It was happening again. Those big dark moments she had come to dread were rarer now, with the palace healers aware of it, with her more aware of it, but they still came like cruel, unfamiliar storm clouds, here to rain and rain and rain and wash her away.

She should be used to it by now.

The worst part of it all is thinking it should all be better now. Father knows and sets his heavy hand on her shoulder and says the wrong words in the right ways. He loves her, in his way. Her brother knows, too, and holds her tightly, saying the right words in all the wrong ways, making her laugh and poke him hard in the ribs and call him an ass. He protests every time.

He’s not here right now. The smile the memory summoned falls and all over again, she is adrift amidst the flood.

It’s just her upon the water, alone, just Loki and the big dark storm clouds that Thor didn’t bring, that no man has willed, that have just come to bring the hurricane over Loki to tear at her very soul and leave horrible wounds in the most terrifying parts of her. The horizon on every side is dark and endless. There is no shore to swim to.

She’s supposed to be better now.

The healers tell her that the healing of the mind is not linear, that treatment is more wise than rushing headlong towards a cure that may not exist, especially for a fire of the mind like her affliction. She may never be truly whole, they tell her, using different, kinder words. The fire burns too quick, too hot, too cruel. Even the sea and big wet sky cannot put it out.

She only wants to be whole.

The missing parts of her are filled with rainfall, leaving her tired and waterlogged, struggling to breathe through lungs that face no physical affliction.

She wants to be _whole_.

Mother takes her hands when she feels this way, guides them towards that pull of magic that between them is shared. The threads that create them, that hold them together and push them apart; they know Loki and Loki knows them. Loki knows the fragile fabrics of the world and the worlds beyond Asgard, though she’s never been. She tells the healer they’ve assigned to her this, the one she sees once a week, after swordsplay with Thor and before magic lessons with Mother. She tells them that magic makes sense and makes other things make sense, too, everything but her cruel mind and the strange hurricane and the wildfires that it clashes against. Magic cannot make sense of the sea which does not exist.

They tell her that magic is a good tool. Not many tell her that.

They tell her that magic can be a balm, if she needs it, a worthy distraction from that empty place inside of her, and usually it works, if she can catch it first, if she can win and stay on the shore and land, where only the fire burns and Thor’s gentle rains and Mother’s soothing spells can hold her safe and herself, but the rainfall was too quick this time. The hurricane came and she couldn’t stop it. It washed her away to see and flooded so quickly she could not swim to land. She could only drown. She could only drown.

Magic tugs at her fingers and she tugs back, but she’s not strong enough to change the will of the matter around her, her face pressed into the only pillow left on her bed. The rest are on the floor, or against the wall, slumped, and one is even stuck in the door with a knife going through it. She doesn’t look at it, for the embarrassment. It was rage first, a cruel storm, before it became a flood. The hurricane came and she became it, like always.

Her healer -- a kind man with large arms and long hair -- became nervous when she told him that. He hid it well, but Loki had always been interested in storytelling, in the craft of creating lies. It was all in the eyes, she knew now. If you can make your eyes lie, too, then you’ll never be caught. He hadn’t learned that yet. His eyes were alarmed and he wrote something down too quickly.

She didn’t always like him.

She liked him less now.
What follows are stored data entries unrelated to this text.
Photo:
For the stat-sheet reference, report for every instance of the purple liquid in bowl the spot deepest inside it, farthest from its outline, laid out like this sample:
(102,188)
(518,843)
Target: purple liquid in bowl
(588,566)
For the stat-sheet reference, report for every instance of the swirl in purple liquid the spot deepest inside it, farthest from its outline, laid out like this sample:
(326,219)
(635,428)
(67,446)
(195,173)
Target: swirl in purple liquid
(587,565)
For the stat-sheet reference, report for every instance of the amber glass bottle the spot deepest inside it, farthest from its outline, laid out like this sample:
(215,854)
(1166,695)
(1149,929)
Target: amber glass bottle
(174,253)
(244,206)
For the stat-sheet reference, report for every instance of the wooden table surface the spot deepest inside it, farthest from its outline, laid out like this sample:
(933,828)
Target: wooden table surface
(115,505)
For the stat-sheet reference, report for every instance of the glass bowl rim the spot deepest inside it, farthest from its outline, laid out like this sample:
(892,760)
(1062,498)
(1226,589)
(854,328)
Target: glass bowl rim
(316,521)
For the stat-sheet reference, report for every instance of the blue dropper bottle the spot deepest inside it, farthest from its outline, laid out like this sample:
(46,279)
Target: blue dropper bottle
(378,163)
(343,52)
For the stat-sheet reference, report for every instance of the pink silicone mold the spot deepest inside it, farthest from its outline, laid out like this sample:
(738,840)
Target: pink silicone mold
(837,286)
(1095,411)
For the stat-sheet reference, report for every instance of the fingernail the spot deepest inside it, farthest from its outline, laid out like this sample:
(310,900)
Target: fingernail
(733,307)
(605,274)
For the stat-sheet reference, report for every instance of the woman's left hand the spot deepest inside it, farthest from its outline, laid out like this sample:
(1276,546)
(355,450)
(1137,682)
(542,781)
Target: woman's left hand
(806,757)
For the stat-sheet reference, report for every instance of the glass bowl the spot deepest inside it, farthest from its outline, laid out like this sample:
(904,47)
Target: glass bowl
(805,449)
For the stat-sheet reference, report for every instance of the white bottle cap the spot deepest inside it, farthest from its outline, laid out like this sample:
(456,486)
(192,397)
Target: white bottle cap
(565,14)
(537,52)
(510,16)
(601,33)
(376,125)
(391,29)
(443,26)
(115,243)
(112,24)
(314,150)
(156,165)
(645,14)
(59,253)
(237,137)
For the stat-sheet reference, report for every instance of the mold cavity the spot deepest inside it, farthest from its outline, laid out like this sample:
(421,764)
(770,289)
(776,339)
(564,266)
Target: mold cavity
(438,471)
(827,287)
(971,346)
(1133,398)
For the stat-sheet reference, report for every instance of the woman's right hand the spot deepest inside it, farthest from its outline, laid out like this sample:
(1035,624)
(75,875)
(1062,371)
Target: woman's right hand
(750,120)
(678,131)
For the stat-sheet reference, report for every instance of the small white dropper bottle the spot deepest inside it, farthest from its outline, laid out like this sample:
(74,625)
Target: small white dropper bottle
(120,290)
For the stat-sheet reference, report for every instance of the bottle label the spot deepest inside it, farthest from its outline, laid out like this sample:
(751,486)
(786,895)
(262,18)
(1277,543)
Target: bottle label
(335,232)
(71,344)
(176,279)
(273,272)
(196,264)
He didn’t _fix_ her. But that was a silly thought, almost as silly as stabbing one’s favorite pillow in a fit of anger. She knew that.

Magic tugged at her fingers, still, and she wished desperately there was mind magic powerful enough to heal the chemistry of the mind, the shapes and electricity that made her a sinking ship in a dark sea. She let go, then, letting the tug snap back with a bitter puff of laughter, feeling the universe slink back easily as it was meant to be, as it always is, and stood with great difficulty to go find Thor. Maybe if she bullied him enough, he’d shock her mind right, hit her with a big strike of lightning that would turn her into the perfect child that he was. She smiled at that, too, more genuinely. Or, at the very least, he could convince her to eat, and she wouldn’t feel like a little glass bottle at the bottom of the ocean, far, far away.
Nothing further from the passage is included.